Erdy Santoso belum bisa memastikan penyebab meledaknya serangan heortia di Indonesia. Ngengat atau serangga dewasa heortia meletakkan telur di permukaan bawah daun gaharu. ‘Seekor ngengat menelurkan 350 - 550 butir,’ kata doktor alumnus Fakultas Kehutanan Institut Pertanian Bogor itu. Wajar bila ribuan ulat menghuni sebuah pohon. Telur menetas setelah berumur 10 hari dan menjadi larva atau ulat. Pada fase itulah serangan terjadi. Ulat memakan daun gaharu. Mula-mula pucuk, kemudian daun muda, tua, tangkai daun, dan ranting muda pun mereka sikat habis, tanpa tersisa.
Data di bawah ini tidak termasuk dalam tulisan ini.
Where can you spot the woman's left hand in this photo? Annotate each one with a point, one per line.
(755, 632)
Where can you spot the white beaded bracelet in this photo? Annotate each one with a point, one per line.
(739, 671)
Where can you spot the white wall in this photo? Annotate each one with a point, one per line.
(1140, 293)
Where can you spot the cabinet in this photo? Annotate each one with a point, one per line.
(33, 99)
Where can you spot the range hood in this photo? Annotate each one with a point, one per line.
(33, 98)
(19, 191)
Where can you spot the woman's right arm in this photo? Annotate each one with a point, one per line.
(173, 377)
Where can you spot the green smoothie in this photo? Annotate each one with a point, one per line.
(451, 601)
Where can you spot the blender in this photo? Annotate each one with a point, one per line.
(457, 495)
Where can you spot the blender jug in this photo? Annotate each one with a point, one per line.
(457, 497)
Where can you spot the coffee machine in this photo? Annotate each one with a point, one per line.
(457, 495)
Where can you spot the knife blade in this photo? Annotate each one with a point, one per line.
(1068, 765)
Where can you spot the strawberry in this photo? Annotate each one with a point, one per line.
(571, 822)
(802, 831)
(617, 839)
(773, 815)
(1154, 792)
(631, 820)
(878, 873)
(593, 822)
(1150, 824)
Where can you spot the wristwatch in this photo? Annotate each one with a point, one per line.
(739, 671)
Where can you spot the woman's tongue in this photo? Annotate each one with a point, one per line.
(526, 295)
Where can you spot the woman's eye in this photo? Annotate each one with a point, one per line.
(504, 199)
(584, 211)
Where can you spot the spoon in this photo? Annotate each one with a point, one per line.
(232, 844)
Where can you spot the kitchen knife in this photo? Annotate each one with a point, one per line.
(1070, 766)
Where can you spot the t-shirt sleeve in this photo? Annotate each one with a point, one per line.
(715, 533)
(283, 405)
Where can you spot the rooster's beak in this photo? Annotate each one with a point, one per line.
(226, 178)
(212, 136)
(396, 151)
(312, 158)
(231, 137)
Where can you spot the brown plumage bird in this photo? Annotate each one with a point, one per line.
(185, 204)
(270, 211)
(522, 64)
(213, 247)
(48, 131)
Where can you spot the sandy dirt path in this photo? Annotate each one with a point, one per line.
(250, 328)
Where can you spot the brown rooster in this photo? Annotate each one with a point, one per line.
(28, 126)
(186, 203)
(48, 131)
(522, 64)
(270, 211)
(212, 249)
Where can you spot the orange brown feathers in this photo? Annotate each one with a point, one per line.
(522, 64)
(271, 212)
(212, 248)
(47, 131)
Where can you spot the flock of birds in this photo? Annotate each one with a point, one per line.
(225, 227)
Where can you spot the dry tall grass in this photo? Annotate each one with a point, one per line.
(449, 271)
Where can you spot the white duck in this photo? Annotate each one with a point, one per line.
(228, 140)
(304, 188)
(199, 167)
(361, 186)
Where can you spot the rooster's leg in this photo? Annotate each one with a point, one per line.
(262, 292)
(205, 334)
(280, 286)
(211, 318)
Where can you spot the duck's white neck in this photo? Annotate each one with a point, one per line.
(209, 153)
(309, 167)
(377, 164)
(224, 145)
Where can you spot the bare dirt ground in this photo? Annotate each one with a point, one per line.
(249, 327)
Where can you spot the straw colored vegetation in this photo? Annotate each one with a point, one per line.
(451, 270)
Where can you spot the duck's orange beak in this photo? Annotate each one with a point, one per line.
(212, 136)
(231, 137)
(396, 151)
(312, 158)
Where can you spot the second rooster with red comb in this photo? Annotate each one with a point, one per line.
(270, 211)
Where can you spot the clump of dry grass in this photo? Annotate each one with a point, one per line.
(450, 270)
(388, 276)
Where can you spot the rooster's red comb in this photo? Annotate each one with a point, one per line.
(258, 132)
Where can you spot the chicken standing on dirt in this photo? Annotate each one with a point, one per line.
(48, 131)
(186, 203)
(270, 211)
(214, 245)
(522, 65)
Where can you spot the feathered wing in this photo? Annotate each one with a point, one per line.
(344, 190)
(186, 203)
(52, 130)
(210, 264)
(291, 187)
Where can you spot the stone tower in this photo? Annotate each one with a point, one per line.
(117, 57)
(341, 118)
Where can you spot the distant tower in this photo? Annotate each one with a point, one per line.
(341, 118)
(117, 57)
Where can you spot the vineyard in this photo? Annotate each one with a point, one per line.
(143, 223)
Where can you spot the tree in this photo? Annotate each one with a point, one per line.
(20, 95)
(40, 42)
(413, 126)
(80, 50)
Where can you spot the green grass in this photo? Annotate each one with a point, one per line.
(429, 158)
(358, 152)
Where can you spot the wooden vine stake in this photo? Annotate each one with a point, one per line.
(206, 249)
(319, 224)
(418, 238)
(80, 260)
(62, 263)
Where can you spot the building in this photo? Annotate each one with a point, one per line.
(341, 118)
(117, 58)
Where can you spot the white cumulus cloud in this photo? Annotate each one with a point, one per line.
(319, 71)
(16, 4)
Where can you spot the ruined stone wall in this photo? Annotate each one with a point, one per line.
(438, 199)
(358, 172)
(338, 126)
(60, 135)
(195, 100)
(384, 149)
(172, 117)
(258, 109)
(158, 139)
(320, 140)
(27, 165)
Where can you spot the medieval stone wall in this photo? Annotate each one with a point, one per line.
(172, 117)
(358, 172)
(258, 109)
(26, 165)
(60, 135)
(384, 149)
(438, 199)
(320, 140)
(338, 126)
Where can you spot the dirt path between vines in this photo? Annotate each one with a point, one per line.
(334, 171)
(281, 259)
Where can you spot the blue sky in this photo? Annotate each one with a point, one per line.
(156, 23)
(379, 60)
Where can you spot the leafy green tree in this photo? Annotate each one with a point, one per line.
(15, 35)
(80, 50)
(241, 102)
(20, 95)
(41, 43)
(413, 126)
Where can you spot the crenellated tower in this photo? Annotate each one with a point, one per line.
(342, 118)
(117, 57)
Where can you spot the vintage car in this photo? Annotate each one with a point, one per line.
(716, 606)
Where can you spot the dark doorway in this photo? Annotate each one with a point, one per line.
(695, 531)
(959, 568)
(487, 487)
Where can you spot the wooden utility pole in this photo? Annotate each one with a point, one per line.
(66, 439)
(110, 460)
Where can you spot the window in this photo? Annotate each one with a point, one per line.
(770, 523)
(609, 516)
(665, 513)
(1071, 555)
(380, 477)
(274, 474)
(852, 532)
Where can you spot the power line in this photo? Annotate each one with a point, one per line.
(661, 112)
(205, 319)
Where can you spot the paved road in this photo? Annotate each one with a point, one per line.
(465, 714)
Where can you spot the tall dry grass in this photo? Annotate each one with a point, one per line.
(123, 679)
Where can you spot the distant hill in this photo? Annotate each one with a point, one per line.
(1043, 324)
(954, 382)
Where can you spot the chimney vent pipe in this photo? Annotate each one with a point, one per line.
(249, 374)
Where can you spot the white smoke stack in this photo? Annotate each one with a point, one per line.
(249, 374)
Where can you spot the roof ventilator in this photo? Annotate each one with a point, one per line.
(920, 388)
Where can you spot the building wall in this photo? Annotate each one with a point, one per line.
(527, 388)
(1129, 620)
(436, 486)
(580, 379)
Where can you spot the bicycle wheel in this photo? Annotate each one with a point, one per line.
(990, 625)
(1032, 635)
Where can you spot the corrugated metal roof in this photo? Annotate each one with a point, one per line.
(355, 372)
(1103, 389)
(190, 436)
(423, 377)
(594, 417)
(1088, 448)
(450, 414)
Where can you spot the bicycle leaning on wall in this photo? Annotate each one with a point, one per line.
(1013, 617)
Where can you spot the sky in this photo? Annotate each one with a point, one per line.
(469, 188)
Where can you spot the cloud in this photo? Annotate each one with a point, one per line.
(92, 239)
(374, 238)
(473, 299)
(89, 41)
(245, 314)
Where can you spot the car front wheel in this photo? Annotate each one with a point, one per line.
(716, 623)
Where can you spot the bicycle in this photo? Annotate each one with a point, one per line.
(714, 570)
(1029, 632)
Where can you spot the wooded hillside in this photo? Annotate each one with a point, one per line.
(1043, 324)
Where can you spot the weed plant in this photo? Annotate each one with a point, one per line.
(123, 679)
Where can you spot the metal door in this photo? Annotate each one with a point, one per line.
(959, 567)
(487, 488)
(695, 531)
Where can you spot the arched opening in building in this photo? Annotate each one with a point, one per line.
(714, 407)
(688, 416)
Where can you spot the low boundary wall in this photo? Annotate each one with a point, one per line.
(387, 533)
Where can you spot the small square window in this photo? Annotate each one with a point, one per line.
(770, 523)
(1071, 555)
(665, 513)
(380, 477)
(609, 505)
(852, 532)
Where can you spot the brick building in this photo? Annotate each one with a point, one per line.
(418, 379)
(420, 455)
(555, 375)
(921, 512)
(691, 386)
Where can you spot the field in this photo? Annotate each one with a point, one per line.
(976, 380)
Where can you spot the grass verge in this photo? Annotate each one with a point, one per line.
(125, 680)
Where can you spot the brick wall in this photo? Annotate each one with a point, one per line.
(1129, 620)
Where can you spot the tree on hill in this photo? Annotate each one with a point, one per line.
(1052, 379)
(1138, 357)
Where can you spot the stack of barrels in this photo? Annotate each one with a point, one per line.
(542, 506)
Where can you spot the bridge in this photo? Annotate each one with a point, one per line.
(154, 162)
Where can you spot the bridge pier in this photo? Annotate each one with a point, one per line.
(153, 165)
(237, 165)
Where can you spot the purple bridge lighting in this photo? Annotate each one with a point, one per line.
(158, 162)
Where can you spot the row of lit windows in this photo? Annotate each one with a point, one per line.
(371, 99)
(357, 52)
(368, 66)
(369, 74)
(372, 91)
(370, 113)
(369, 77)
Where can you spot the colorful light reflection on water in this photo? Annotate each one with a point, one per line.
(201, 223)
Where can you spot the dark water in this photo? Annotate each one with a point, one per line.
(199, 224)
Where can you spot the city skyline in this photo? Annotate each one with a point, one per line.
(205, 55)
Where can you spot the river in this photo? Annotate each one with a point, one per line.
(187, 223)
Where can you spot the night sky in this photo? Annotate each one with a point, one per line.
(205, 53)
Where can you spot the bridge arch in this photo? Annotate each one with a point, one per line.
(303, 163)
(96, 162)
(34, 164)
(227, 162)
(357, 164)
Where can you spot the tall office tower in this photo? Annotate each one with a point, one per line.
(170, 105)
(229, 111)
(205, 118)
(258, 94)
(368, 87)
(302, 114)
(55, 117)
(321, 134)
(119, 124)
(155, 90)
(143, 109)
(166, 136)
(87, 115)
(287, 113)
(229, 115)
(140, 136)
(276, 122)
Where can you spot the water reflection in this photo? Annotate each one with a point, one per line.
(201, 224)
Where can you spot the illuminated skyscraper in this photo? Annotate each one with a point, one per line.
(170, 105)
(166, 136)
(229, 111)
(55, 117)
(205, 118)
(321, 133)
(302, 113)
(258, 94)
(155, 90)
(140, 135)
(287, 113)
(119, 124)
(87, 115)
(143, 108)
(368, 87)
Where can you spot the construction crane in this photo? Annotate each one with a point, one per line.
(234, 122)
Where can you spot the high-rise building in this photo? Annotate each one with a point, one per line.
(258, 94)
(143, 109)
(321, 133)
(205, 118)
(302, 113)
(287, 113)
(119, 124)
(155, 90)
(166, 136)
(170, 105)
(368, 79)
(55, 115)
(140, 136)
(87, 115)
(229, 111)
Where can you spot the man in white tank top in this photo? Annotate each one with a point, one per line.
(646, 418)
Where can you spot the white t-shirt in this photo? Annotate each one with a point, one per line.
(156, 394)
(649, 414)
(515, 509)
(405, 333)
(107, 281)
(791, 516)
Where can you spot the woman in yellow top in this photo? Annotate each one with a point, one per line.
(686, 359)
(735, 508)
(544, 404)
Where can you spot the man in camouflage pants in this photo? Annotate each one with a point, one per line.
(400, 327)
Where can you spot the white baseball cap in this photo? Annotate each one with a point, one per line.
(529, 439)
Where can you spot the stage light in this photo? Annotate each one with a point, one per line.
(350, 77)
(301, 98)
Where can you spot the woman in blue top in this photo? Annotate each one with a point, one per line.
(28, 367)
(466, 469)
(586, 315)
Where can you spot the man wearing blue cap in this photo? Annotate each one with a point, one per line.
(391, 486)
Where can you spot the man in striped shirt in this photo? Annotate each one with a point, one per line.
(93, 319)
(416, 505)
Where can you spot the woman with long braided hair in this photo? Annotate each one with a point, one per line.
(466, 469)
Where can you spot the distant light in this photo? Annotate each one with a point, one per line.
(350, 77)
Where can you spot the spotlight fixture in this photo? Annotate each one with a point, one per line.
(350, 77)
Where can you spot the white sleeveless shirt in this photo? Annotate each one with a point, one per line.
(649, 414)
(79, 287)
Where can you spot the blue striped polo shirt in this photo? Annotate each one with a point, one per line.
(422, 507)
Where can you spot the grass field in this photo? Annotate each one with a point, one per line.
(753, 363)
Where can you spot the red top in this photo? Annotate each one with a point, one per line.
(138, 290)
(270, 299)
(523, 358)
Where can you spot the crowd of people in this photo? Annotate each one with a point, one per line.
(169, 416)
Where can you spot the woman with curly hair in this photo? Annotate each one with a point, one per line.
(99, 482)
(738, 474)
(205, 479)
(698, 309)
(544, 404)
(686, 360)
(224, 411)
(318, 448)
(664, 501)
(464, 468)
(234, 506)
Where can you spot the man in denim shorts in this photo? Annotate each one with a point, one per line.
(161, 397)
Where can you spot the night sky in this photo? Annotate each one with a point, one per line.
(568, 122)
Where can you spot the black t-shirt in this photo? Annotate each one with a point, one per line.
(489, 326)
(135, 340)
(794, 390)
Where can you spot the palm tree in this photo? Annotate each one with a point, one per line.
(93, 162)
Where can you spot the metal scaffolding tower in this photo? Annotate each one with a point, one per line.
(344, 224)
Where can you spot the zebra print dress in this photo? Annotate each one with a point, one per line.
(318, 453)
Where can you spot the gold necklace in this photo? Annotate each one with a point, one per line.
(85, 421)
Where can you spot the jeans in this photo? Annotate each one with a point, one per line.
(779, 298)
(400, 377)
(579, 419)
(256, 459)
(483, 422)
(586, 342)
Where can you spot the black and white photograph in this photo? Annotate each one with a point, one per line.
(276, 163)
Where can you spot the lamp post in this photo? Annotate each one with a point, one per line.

Tingkat serangan berkisar 20 - 100%. Pada tingkat serangan 100%, tanaman gundul seperti tampak di kebun Mansur. Stadium larva berlangsung selama 23 hari, setelah itu ulat menjadi kepompong selama 8 hari. Kepompong membuka menjadi ngengat kembali yang hidup selama 4 hari. Karena hanya stadium larva yang menyerang tanaman, wajar jika siklus hidupnya relatif bersamaan, hama itu tampak seperti menghilang beberapa saat. Namun, setelah itu serangan bisa muncul kembali.
Menurut Mansur, serangan kedua itulah yang berakibat fatal ke pohon gaharu miliknya. ‘Pada serangan pertama, tanaman yang gundul masih bisa tumbuh lagi. Tetapi saat terkena serangan lagi, langsung mati,’ ujar Mansur. Sebab, kecepatan tumbuh pohon untuk memulihkan kondisinya kalah cepat ketimbang pertumbuhan populasi ulat.
Rangrang
Kematian dini pada tanaman gaharu sangat merugikan pekebun. Oleh karena itu mengendalikan serangan ulat merupakan langkah tepat. Untuk mengendalikan serangan ulat, pekebun dapat menggunakan insektisida baik kimiawi maupun nabati. Menurut Erdy, pekebun perlu waspada ketika menggunakan insektisida kimiawi terutama jika daun gaharu dimanfaatkan sebagai teh.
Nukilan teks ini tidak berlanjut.